After a heated public hearing last month, Health Department Director Scott Williams asked department attorneys to rework the rule's definition of "public funds" and "gift or donor provided funds." Williams says the rule has been simplified to eliminate confusion.

But the changes are not enough to satisfy critics who believe the State Health Department is whittling away at Senate Bill 68, new abortion restrictions that lawmakers approved during the 2004 Legislature.

"I'm extremely suspicious of this new ruling," said Daniel Newby, a volunteer with the conservative lobbying group Accountability Utah.

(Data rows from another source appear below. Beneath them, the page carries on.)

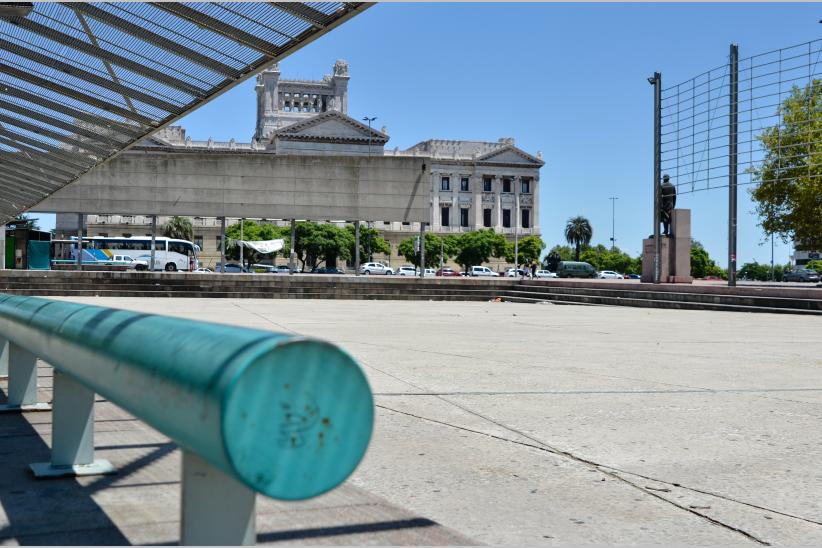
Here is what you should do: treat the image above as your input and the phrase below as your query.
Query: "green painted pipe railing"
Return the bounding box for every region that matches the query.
[0,294,374,540]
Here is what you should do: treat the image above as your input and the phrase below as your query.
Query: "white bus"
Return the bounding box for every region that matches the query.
[71,236,200,272]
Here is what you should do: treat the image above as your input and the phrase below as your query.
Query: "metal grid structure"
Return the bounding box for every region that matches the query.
[0,2,371,221]
[649,40,822,285]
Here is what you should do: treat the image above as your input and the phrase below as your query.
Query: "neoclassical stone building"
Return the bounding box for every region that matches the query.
[72,61,544,268]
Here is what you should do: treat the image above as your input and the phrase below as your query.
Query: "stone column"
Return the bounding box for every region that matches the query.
[491,175,502,232]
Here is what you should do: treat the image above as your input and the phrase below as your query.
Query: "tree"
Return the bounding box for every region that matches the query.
[163,215,194,242]
[505,236,545,264]
[691,240,728,278]
[454,228,508,272]
[565,216,594,261]
[345,225,391,262]
[750,80,822,249]
[397,232,458,268]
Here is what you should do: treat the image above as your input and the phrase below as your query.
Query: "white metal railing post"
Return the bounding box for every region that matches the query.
[180,449,257,546]
[0,342,51,413]
[29,369,114,477]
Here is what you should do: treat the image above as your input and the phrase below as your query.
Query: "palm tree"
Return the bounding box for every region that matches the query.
[565,216,594,261]
[163,216,194,242]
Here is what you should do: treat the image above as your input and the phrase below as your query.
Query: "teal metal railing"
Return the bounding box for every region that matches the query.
[0,294,374,544]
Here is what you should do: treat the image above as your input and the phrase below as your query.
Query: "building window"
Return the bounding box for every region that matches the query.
[520,179,531,194]
[522,209,531,228]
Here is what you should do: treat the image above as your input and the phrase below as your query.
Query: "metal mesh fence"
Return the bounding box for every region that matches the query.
[661,40,822,195]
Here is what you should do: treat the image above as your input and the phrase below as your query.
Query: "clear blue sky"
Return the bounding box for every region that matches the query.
[35,3,822,265]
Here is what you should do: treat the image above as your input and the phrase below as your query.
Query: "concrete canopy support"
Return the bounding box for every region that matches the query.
[29,369,115,477]
[354,221,360,276]
[180,449,257,546]
[0,342,51,413]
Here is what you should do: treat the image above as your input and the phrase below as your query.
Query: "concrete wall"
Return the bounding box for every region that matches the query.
[31,150,431,222]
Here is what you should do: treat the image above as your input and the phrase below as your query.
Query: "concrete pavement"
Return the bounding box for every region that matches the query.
[0,298,822,545]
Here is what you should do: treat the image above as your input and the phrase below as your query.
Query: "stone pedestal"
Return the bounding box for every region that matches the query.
[642,209,693,284]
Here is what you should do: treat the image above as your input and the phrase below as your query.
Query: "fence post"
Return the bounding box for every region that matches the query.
[0,337,9,377]
[180,449,257,546]
[728,44,739,287]
[0,342,51,413]
[29,369,115,477]
[648,72,662,284]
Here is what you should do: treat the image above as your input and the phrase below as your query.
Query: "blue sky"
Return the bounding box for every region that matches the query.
[35,3,822,265]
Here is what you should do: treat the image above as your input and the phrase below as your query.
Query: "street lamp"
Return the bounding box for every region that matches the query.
[362,116,377,156]
[608,196,619,251]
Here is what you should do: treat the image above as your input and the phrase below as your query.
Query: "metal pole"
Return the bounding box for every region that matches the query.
[220,217,225,274]
[728,44,739,287]
[420,222,425,278]
[648,72,662,284]
[77,213,85,270]
[354,221,360,276]
[148,215,157,272]
[288,219,297,274]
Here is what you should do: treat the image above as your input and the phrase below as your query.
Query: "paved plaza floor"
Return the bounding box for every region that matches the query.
[0,298,822,545]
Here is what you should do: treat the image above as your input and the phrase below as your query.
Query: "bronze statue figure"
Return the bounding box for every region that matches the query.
[659,175,676,236]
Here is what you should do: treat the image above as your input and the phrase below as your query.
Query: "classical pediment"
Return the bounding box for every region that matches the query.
[272,111,388,145]
[477,145,545,167]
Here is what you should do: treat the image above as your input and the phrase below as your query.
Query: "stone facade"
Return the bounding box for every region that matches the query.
[67,61,544,269]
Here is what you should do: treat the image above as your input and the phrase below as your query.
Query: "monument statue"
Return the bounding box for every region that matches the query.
[659,175,676,236]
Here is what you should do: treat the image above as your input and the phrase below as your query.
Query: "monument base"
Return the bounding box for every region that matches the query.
[641,209,694,284]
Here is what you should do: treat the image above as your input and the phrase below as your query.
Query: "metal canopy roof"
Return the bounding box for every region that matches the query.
[0,2,371,222]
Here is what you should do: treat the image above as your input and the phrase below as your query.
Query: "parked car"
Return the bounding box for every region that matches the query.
[397,265,417,276]
[214,263,249,274]
[557,261,597,278]
[311,266,345,274]
[469,266,499,277]
[505,267,531,278]
[782,266,819,282]
[360,263,394,276]
[436,266,460,277]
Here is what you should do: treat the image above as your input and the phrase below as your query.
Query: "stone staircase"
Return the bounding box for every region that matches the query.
[0,271,822,315]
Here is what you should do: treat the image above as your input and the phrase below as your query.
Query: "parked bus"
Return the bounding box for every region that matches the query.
[71,236,200,272]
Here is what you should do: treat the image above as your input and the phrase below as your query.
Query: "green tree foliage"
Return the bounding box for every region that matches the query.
[565,216,594,261]
[450,228,508,271]
[505,236,545,264]
[751,80,822,249]
[345,225,391,262]
[294,222,354,270]
[691,240,728,279]
[163,215,194,242]
[580,244,642,274]
[397,232,461,268]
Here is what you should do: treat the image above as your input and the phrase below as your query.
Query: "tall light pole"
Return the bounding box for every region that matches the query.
[362,116,377,156]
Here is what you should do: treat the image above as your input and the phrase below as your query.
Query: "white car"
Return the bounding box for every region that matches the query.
[397,265,417,276]
[468,266,499,277]
[360,263,394,276]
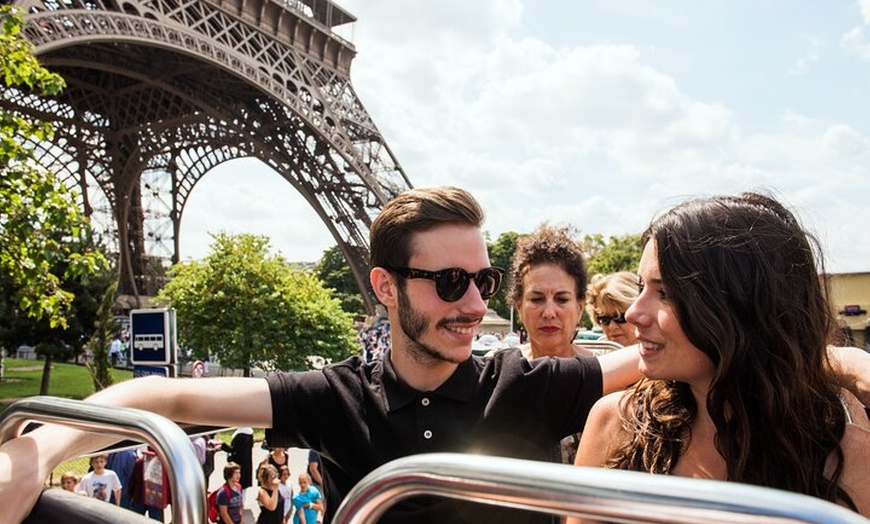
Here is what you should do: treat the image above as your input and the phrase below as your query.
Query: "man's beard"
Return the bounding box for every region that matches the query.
[398,282,465,364]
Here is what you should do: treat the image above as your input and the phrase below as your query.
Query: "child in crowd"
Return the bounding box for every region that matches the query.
[293,473,323,524]
[60,471,79,493]
[79,455,121,506]
[278,466,293,524]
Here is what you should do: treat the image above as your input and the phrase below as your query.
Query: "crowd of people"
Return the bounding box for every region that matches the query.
[0,187,870,524]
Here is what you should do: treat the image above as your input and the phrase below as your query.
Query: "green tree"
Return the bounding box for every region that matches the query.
[156,233,357,375]
[86,275,120,391]
[583,234,642,278]
[314,246,365,315]
[0,5,106,327]
[486,231,525,318]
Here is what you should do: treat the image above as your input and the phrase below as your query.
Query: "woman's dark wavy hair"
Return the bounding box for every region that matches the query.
[609,193,854,508]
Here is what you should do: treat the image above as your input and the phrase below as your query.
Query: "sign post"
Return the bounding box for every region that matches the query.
[130,308,178,377]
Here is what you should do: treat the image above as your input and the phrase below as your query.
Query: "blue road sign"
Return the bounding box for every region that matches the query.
[130,309,178,365]
[133,366,175,378]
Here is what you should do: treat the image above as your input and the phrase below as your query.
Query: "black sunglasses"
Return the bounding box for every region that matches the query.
[384,266,504,302]
[595,313,626,326]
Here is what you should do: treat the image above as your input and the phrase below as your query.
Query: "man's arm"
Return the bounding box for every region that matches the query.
[596,345,641,395]
[0,377,272,522]
[828,346,870,406]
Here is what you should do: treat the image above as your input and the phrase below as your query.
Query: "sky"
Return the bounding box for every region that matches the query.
[180,0,870,273]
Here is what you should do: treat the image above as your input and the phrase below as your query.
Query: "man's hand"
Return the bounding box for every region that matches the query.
[828,346,870,406]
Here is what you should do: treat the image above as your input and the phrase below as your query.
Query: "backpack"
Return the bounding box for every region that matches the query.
[208,484,233,522]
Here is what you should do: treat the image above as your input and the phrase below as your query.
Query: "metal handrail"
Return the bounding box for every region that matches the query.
[0,396,206,524]
[333,453,870,524]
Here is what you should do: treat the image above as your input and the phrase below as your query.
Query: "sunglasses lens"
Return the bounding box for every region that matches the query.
[435,267,502,302]
[435,268,469,302]
[474,267,501,300]
[595,313,626,326]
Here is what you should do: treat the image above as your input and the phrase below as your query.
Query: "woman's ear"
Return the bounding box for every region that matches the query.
[369,267,399,307]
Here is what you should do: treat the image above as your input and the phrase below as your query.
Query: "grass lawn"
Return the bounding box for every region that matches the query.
[0,357,133,411]
[0,357,264,485]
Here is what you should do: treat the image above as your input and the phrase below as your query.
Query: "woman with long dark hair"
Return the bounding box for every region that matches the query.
[575,193,870,516]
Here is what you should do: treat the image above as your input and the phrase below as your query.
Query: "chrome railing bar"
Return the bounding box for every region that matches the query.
[333,453,870,524]
[0,396,206,524]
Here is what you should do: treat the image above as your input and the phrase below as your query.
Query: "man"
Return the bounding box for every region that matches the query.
[0,187,870,524]
[216,462,245,524]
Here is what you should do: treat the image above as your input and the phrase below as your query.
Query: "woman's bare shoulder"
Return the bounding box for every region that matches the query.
[840,424,870,518]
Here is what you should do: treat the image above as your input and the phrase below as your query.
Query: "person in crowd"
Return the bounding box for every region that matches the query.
[257,464,284,524]
[6,187,870,524]
[215,461,245,524]
[260,446,290,470]
[202,433,222,485]
[60,471,79,493]
[109,333,122,367]
[508,224,592,464]
[130,446,171,522]
[106,449,138,509]
[293,473,323,524]
[78,454,121,506]
[221,426,254,489]
[510,224,592,360]
[308,449,326,513]
[586,271,637,346]
[278,466,293,524]
[576,193,870,522]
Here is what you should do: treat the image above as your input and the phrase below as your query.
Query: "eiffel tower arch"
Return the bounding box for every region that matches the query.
[0,0,411,314]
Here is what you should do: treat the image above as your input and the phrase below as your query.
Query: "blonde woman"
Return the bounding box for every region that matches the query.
[586,271,637,346]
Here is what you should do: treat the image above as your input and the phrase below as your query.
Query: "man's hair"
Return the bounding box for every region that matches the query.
[510,224,586,307]
[586,271,638,321]
[369,186,483,267]
[224,462,242,480]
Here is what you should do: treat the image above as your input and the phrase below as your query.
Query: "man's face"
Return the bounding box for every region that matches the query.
[393,224,490,364]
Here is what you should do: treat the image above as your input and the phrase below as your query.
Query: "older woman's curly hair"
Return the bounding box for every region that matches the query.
[510,224,586,306]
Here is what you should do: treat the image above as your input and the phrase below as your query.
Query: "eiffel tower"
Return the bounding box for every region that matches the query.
[0,0,411,314]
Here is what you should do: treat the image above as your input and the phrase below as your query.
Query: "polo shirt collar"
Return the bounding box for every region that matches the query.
[381,350,478,412]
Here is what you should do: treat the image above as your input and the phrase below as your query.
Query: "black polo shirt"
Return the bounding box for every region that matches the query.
[267,349,602,524]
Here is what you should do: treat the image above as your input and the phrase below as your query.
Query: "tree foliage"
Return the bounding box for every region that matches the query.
[0,5,107,328]
[583,234,642,278]
[315,246,365,315]
[486,231,523,318]
[157,233,356,372]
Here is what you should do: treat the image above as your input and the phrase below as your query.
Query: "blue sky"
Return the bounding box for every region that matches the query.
[181,0,870,272]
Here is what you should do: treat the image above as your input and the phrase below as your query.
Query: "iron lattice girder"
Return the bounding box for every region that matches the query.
[3,0,411,311]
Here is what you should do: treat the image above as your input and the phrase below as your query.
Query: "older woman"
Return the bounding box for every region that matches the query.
[510,224,592,464]
[510,224,592,359]
[586,271,637,346]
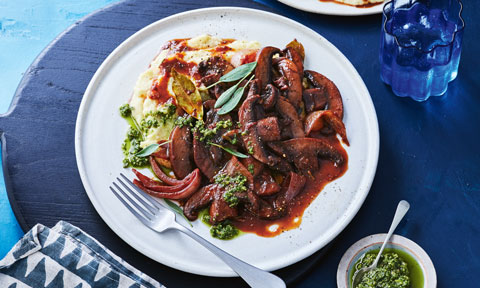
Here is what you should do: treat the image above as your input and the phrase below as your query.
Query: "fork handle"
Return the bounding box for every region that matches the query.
[174,223,286,288]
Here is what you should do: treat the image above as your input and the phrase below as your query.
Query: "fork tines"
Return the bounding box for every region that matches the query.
[110,173,161,221]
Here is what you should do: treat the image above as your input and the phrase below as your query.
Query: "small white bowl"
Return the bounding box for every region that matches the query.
[337,234,437,288]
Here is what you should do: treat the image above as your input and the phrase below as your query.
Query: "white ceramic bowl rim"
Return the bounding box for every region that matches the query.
[337,233,437,288]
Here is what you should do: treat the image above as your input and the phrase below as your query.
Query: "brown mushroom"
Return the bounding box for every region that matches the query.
[168,126,193,179]
[275,57,303,111]
[275,97,305,138]
[302,88,328,113]
[209,188,238,224]
[273,172,307,214]
[304,70,343,119]
[282,47,303,78]
[183,184,218,221]
[254,171,281,197]
[305,110,350,145]
[193,132,223,180]
[255,46,280,90]
[268,138,345,177]
[257,116,282,142]
[262,84,280,111]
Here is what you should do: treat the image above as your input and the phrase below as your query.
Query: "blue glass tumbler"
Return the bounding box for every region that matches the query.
[380,0,465,101]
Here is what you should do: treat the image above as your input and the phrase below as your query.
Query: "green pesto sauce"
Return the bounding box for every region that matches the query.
[349,248,424,288]
[214,173,247,207]
[119,103,176,168]
[198,208,243,240]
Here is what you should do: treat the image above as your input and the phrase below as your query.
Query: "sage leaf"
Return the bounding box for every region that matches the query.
[135,140,172,157]
[220,62,257,82]
[215,82,240,108]
[135,143,160,157]
[163,199,193,227]
[170,68,203,119]
[217,86,245,115]
[208,142,248,158]
[215,75,255,115]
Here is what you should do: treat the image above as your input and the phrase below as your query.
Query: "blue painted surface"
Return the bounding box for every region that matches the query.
[0,0,480,288]
[0,0,118,258]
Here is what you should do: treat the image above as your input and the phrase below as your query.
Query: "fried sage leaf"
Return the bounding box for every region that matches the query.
[135,140,172,157]
[215,75,255,115]
[163,199,193,227]
[215,82,240,108]
[170,68,203,119]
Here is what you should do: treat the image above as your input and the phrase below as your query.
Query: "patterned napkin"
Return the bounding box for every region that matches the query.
[0,221,165,288]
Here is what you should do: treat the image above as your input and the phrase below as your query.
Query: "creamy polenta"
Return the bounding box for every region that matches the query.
[129,35,260,148]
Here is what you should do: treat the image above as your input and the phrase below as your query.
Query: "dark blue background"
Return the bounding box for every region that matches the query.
[0,0,480,287]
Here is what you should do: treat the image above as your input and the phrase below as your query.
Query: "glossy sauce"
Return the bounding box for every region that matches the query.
[149,54,200,104]
[148,38,234,104]
[232,135,348,237]
[318,0,383,8]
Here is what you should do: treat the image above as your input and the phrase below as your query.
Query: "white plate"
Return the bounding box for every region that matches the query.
[278,0,387,16]
[75,7,379,276]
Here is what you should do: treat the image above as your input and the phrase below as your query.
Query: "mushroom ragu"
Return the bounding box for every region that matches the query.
[122,35,349,239]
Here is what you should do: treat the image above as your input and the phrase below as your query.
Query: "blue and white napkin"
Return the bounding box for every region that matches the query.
[0,221,165,288]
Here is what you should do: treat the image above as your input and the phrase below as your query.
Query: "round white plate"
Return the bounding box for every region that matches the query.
[75,7,379,276]
[278,0,387,16]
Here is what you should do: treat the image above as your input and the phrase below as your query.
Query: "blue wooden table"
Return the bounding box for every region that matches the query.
[0,0,480,287]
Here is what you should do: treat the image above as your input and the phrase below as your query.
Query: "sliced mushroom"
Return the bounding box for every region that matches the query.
[304,70,343,119]
[303,88,328,113]
[221,156,253,189]
[275,57,303,111]
[150,156,186,186]
[257,116,282,142]
[305,110,349,145]
[276,97,305,138]
[168,126,193,179]
[240,156,264,177]
[262,84,280,111]
[254,171,281,197]
[183,184,218,221]
[273,172,307,214]
[269,138,345,176]
[255,46,280,90]
[209,188,238,224]
[282,47,303,78]
[193,132,223,180]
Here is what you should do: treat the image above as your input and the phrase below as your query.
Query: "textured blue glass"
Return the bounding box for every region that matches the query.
[380,0,465,101]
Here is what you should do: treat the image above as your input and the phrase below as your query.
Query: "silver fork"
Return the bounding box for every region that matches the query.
[110,173,286,288]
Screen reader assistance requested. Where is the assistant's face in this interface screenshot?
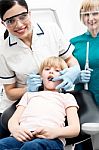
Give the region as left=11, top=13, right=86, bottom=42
left=81, top=9, right=99, bottom=36
left=3, top=4, right=31, bottom=39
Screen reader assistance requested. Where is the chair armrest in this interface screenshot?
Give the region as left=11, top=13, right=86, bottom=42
left=81, top=123, right=99, bottom=135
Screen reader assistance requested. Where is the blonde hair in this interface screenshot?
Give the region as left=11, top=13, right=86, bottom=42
left=39, top=56, right=67, bottom=75
left=80, top=0, right=99, bottom=19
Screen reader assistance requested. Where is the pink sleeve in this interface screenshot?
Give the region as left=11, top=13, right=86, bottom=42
left=64, top=93, right=79, bottom=108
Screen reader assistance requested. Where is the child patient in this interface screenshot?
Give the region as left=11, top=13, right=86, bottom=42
left=0, top=57, right=80, bottom=150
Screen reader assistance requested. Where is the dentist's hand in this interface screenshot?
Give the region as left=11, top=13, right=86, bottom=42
left=75, top=68, right=92, bottom=83
left=52, top=65, right=80, bottom=90
left=27, top=73, right=42, bottom=92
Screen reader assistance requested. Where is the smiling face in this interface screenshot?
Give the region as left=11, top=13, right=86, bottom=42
left=2, top=4, right=31, bottom=39
left=80, top=0, right=99, bottom=37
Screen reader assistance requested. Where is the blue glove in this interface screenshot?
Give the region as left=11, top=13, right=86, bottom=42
left=52, top=65, right=80, bottom=90
left=27, top=73, right=42, bottom=92
left=75, top=68, right=92, bottom=84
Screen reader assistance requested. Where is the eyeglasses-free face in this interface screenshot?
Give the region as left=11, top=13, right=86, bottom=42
left=3, top=12, right=29, bottom=28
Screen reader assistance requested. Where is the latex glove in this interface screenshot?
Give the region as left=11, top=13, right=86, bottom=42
left=52, top=65, right=80, bottom=90
left=27, top=73, right=42, bottom=92
left=75, top=68, right=92, bottom=84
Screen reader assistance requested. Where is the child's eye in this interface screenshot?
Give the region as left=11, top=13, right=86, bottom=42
left=55, top=69, right=60, bottom=72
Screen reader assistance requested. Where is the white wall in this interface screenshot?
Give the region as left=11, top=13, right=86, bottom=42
left=26, top=0, right=85, bottom=39
left=0, top=0, right=85, bottom=39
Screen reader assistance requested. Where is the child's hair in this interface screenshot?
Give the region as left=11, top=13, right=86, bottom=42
left=0, top=0, right=28, bottom=20
left=80, top=0, right=99, bottom=19
left=39, top=56, right=67, bottom=74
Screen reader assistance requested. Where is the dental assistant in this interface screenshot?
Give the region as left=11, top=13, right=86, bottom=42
left=71, top=0, right=99, bottom=150
left=0, top=0, right=80, bottom=137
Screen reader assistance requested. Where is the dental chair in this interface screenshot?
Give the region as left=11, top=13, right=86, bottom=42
left=65, top=90, right=99, bottom=150
left=1, top=90, right=99, bottom=150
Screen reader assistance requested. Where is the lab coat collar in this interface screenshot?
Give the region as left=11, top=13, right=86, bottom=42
left=9, top=23, right=44, bottom=47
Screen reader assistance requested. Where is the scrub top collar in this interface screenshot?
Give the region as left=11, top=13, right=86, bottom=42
left=85, top=31, right=99, bottom=37
left=9, top=23, right=44, bottom=47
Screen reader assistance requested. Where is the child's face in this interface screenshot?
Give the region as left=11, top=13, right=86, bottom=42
left=42, top=67, right=62, bottom=91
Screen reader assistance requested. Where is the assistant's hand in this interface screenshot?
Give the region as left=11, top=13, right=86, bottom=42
left=52, top=65, right=80, bottom=90
left=76, top=69, right=91, bottom=83
left=27, top=73, right=42, bottom=92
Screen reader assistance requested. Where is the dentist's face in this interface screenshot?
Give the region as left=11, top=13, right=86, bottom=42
left=81, top=9, right=99, bottom=37
left=2, top=4, right=31, bottom=39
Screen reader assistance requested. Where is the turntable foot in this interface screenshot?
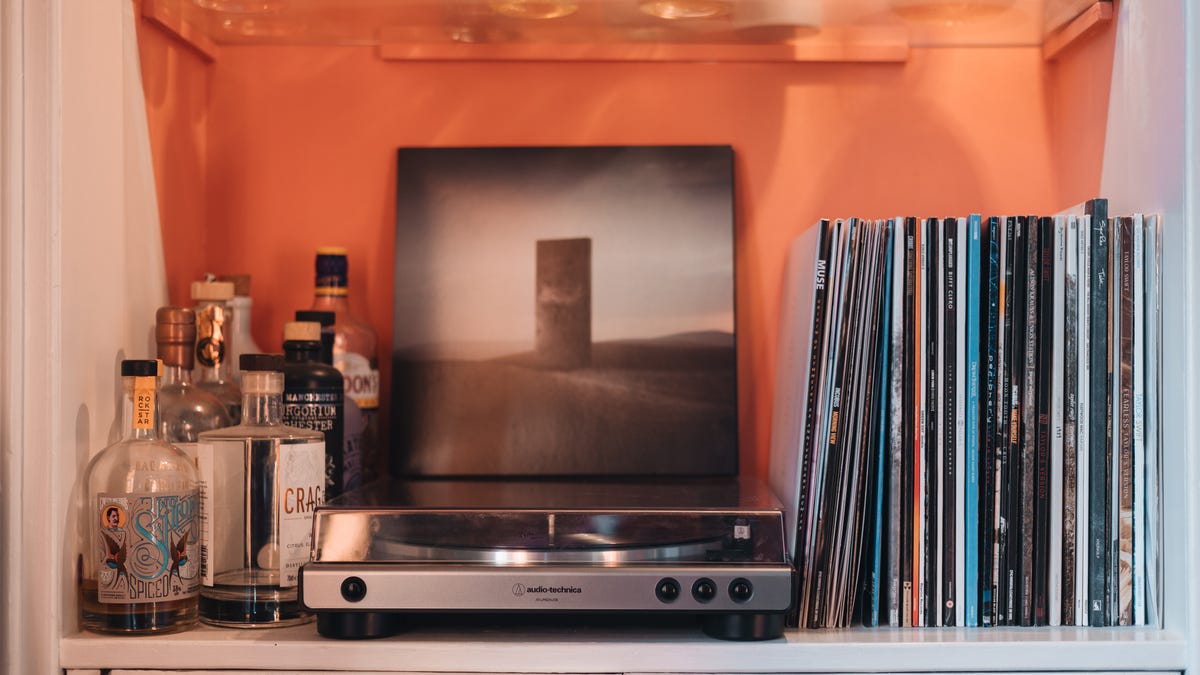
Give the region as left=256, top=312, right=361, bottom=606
left=317, top=611, right=402, bottom=640
left=701, top=614, right=784, bottom=640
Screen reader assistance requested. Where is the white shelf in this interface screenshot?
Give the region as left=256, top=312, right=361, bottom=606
left=60, top=625, right=1187, bottom=673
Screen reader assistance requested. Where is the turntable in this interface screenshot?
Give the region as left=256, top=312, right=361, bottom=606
left=300, top=478, right=793, bottom=640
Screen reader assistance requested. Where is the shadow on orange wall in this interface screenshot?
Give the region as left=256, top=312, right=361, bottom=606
left=142, top=15, right=1104, bottom=477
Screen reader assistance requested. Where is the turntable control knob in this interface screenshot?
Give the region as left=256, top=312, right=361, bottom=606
left=342, top=577, right=367, bottom=603
left=691, top=578, right=716, bottom=603
left=654, top=577, right=679, bottom=603
left=730, top=577, right=754, bottom=603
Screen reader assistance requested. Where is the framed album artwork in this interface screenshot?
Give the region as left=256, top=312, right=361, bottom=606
left=390, top=147, right=738, bottom=477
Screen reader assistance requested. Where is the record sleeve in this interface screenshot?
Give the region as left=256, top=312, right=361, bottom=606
left=959, top=214, right=983, bottom=627
left=1031, top=216, right=1055, bottom=626
left=1087, top=199, right=1110, bottom=626
left=1061, top=215, right=1079, bottom=626
left=1116, top=216, right=1134, bottom=626
left=1043, top=216, right=1067, bottom=626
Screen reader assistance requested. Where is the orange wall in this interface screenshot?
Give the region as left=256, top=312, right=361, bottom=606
left=142, top=26, right=1060, bottom=477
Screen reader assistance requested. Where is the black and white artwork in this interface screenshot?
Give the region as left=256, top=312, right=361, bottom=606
left=389, top=147, right=738, bottom=477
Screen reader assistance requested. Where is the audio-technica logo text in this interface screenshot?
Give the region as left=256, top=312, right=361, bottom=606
left=512, top=584, right=583, bottom=598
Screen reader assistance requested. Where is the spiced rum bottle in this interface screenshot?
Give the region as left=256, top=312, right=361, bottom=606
left=79, top=360, right=200, bottom=634
left=197, top=354, right=325, bottom=627
left=312, top=246, right=383, bottom=482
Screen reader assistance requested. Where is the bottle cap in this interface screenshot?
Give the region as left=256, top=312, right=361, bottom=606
left=121, top=359, right=158, bottom=377
left=154, top=307, right=196, bottom=370
left=192, top=281, right=233, bottom=300
left=296, top=310, right=337, bottom=327
left=238, top=354, right=283, bottom=372
left=283, top=321, right=320, bottom=342
left=217, top=274, right=250, bottom=298
left=317, top=246, right=349, bottom=295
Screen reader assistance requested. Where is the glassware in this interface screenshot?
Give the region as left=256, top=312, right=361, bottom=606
left=155, top=307, right=233, bottom=446
left=198, top=354, right=325, bottom=627
left=79, top=360, right=200, bottom=634
left=217, top=274, right=263, bottom=382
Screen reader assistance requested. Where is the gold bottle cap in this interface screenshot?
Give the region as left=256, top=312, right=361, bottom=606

The law prohibits direct or indirect public funding of abortions, except in cases of rape, incest or damage to a "major bodily function" of the mother. Doctors and hospitals afraid of losing reimbursement for Medicaid and Children's Health Insurance Program patients changed their policies when the law went into effect May 3 to send pregnant mothers diagnosed with fatal fetal defects to three Salt Lake City women's clinics for abortions. Later that month, a Roy family was turned away by nervous doctors at McKay-Dee Hospital.

Health Department attorneys first published rules clarifying the law and giving hospitals a mechanism to perform early terminations July 1.

Newby believes the amended rule does not account for public money used to build state hospital buildings, pay doctors or nurses employed at those clinics or cover overhead costs like heating and cooling. And he questions Health Department employees' commitment to enforcing the law.

"What incentive does the Department of Health have to make sure that things are followed correctly?" Newby asked. "Who's going to make sure that they comply?"

But Assistant Attorney General Doug Springmeyer says hospitals will be required to provide their own accounting of overhead costs and prove that public funds do not subsidize any prohibited abortions.

And Springmeyer noted that state Medicaid auditors have reviewed Health Department payments for abortion three times in the last five years, taking payments back from doctors when they determined a procedure was not allowed under strict federal abortion laws.

Employees who improperly approve reimbursement can be fired.

The original public comment period on the rule expired at the beginning of August. The amended rule's publication in the Sept. 1 Utah State Bulletin starts another 30-day public comment period. Newby said Accountability Utah probably will request another public hearing on the revised rule.

Meantime, an emergency rule remains in place until Oct. 7.